Sömürgeci emperyalistlerin saldırılarına karşı Müslümanların bir ve beraber olma zarureti gerekiyor. Müslümanlar bir olup birlikte hareket etmedikçe bu zülümler bitmez. Biz ne zaman Allah’ın ipine sımsıkı sarılırsak ve Türk ve İslam Birliğini tesis edersek işte zulüm o zaman biter. “Allah’ ın ipine sımsıkı sarılın” ilahi emrini biz neden unutuyoruz ?
Dünyanın her yerinde Müslümanların zulüm görmesinin tek sebebinin İslam dünyası arasındaki ihtilaflar olduğunu unutmamamız gerekiyor. Müslümanların ilk kıblegahı olan Mescid-i Aksa, İsrail askerleri tarafından çiğneniyor ve Kur’an-ı Kerimler tekmeleniyor. Gazze’de vahşet yaşanıyor toplu bir insani kıyım yaşanıyor. Bu Müslümanlara en büyük hakarettir. Müslümanlar, maddi ve manevi yönden bir arada olsaydı, küfre karşı tekvücut olarak durabilseydi, İsrail’in yaptığı bu küstahlığa karşı haddini bildirirdi.
Yüce Allah Kur’anı Kerim’in de Müslümanların birlik olmasını emrediyor. Müslüman alemi Kuran'da bildirilen bu emre uyup birlik olmadıkları müddetçe, Türk İslam Birliği'ni oluşturmadıkları sürece bu ve benzeri acıların devam edeceği açıktır. Bu acıların, bu katliamların, bu sıkıntıların, bu çilelerin hiçbiri yeni değildir.
Müslümanlar, neredeyse yüzyıldır baskı altında acımasızca yok edilmektedir. 1.5 milyar nüfusuyla birlik olacak İslam aleminin barış, sevgi ve güvenin tesis edilmesinde çok etkili bir güç olacağı göz ardı edilmemelidir.
Dünyanın farklı yerlerinde Müslümanlara büyük acılar yaşatılıyor. Bu fitnenin son bulması, akan kanın durması ancak Türk İslam Birliği'nin kurulmasıyla mümkündür. Filistin'i, Irak'ı, Afganistan'ı, Doğu Türkistan'ı, Kırım'ı, Kerkük'ü, Mısır’ı kurtaracak tek çözüm Türk İslam Birliği'dir.Türk İslam Birliği yalnızca Müslümanların değil, Musevilerin, Hıristiyanların, Budistlerin, ateistlerin ve her düşünceden tüm insanların güvencesi olacaktır.

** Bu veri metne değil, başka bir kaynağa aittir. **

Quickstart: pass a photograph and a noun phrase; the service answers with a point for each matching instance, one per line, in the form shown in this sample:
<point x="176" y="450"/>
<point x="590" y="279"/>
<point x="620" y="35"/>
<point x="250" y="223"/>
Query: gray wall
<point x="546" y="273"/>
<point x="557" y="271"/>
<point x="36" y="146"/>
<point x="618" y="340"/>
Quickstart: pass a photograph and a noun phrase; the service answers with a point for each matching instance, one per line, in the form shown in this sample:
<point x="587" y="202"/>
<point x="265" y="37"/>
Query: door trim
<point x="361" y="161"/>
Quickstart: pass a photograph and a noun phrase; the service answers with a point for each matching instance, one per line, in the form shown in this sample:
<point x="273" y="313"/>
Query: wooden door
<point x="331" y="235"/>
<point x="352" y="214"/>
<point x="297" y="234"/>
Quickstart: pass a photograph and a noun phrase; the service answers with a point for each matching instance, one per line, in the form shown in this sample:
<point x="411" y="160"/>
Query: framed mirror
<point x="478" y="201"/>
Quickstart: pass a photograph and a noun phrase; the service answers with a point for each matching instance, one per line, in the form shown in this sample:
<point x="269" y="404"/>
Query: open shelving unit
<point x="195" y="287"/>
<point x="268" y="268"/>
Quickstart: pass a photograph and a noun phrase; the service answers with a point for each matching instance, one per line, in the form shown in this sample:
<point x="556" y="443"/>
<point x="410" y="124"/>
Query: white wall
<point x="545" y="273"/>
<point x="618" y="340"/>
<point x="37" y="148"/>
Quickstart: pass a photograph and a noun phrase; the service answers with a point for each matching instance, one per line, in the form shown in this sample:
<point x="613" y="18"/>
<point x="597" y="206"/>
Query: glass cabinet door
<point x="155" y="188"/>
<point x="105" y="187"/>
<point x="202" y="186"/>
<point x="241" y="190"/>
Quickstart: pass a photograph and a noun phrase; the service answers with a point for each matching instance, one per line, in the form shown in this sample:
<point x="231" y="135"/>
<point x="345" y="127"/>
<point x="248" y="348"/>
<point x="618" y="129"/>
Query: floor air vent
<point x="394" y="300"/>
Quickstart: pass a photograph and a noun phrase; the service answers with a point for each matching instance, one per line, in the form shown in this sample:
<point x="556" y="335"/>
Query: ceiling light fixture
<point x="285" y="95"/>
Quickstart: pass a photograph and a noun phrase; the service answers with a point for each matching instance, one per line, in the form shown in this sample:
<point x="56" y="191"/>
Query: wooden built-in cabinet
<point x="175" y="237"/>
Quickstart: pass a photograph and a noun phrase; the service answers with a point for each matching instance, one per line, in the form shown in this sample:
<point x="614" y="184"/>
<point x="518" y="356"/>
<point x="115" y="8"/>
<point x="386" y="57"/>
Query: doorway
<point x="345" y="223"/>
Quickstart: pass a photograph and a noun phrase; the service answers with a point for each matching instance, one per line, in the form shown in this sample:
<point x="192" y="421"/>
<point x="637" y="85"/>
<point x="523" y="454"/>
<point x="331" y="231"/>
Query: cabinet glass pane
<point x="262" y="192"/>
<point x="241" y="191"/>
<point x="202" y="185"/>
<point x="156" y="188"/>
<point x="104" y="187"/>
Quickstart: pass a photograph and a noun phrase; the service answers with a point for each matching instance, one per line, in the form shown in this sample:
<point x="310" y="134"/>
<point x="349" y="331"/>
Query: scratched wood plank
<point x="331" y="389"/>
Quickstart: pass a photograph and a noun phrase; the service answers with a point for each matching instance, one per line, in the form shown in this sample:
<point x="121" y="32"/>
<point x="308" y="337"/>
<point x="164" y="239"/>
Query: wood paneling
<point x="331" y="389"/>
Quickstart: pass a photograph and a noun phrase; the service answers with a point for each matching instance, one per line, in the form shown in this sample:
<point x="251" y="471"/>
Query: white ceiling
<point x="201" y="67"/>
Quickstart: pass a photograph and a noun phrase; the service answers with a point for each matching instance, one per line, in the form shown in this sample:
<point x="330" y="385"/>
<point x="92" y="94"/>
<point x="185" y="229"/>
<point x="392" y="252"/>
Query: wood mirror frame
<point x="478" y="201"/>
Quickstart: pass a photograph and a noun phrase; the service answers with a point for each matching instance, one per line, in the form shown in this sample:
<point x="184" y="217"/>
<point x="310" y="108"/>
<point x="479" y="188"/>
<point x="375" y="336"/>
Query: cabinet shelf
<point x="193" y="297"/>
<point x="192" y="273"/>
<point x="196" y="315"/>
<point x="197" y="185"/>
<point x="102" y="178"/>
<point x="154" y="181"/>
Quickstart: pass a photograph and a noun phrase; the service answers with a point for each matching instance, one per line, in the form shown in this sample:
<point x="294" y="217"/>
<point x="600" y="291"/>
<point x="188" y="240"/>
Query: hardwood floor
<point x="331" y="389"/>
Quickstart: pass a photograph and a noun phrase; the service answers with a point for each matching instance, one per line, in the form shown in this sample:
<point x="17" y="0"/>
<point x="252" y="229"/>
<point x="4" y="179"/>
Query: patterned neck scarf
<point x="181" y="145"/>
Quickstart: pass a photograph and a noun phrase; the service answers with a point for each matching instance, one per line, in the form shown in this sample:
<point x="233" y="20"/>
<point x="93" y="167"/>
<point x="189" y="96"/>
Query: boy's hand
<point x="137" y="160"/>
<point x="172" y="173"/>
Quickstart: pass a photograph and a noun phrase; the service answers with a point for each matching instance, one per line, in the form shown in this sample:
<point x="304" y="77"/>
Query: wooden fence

Türk İslam Birliği kurulduğunda Museviler de, Hıristiyanlar da, Müslümanlar da ve tüm insanlar rahat edecektir. Türk-İslam Birliği yüzyılımızın müjdesi olacaktır. Bu büyük ihtişam, bütün dünyanın huzuruna, sevincine, rahatlığına ve refahına sebep olacaktır. Türk Milleti, Türk Devleti, milli, üniter yapısı içerisinde bu güzel liderliğe ehil ve layıktır.
İslam alemi Rabbimiz'in "Allah'ın ipine sımsıkı sarılın, dağılıp ayrılmayın" hükmüne itaat edip bir an önce birlik olmalı, başta Müslümanların acılarına son vermek üzere ve tüm dünyanın özlemi içinde bulunduğu barışı, güveni, huzuru tesis etmek için Türk İslam Birliği'ni oluşturmalıdır.
İslam alemi güçlü, istikrarlı olmak, dünyaya her alanda yön vermek ve ışık tutmak istiyorsa, birlik halinde hareket etmek zorundadır. Bu birliğin yokluğu masum Müslüman halklarını savunmasız bırakmaktadır.
Dünya Müslümanlarının Türk İslam Birliğini sağlayamamış olmaları, günümüzde yaşanan çeşitli sorunların temelinde yer alan önemli bir eksikliktir. Güçlü bir birlik sağlandığında bugün yaşanan sorunların benzerleriyle ya hiç karşılaşılmayacak ya da karşılaşılan tüm sorunlar tahmin edilenden çok daha kısa süre içinde çözüme kavuşacaktır.
İslam dünyası, ayrılıkları ve farklılıkları bir kenara bırakıp, tüm Müslümanların "kardeş" olduğu gerçeğini hatırlamalı ve bu manevi kardeşliğin getirdiği güzel ahlak ile tüm dünyaya örnek olmalıdır.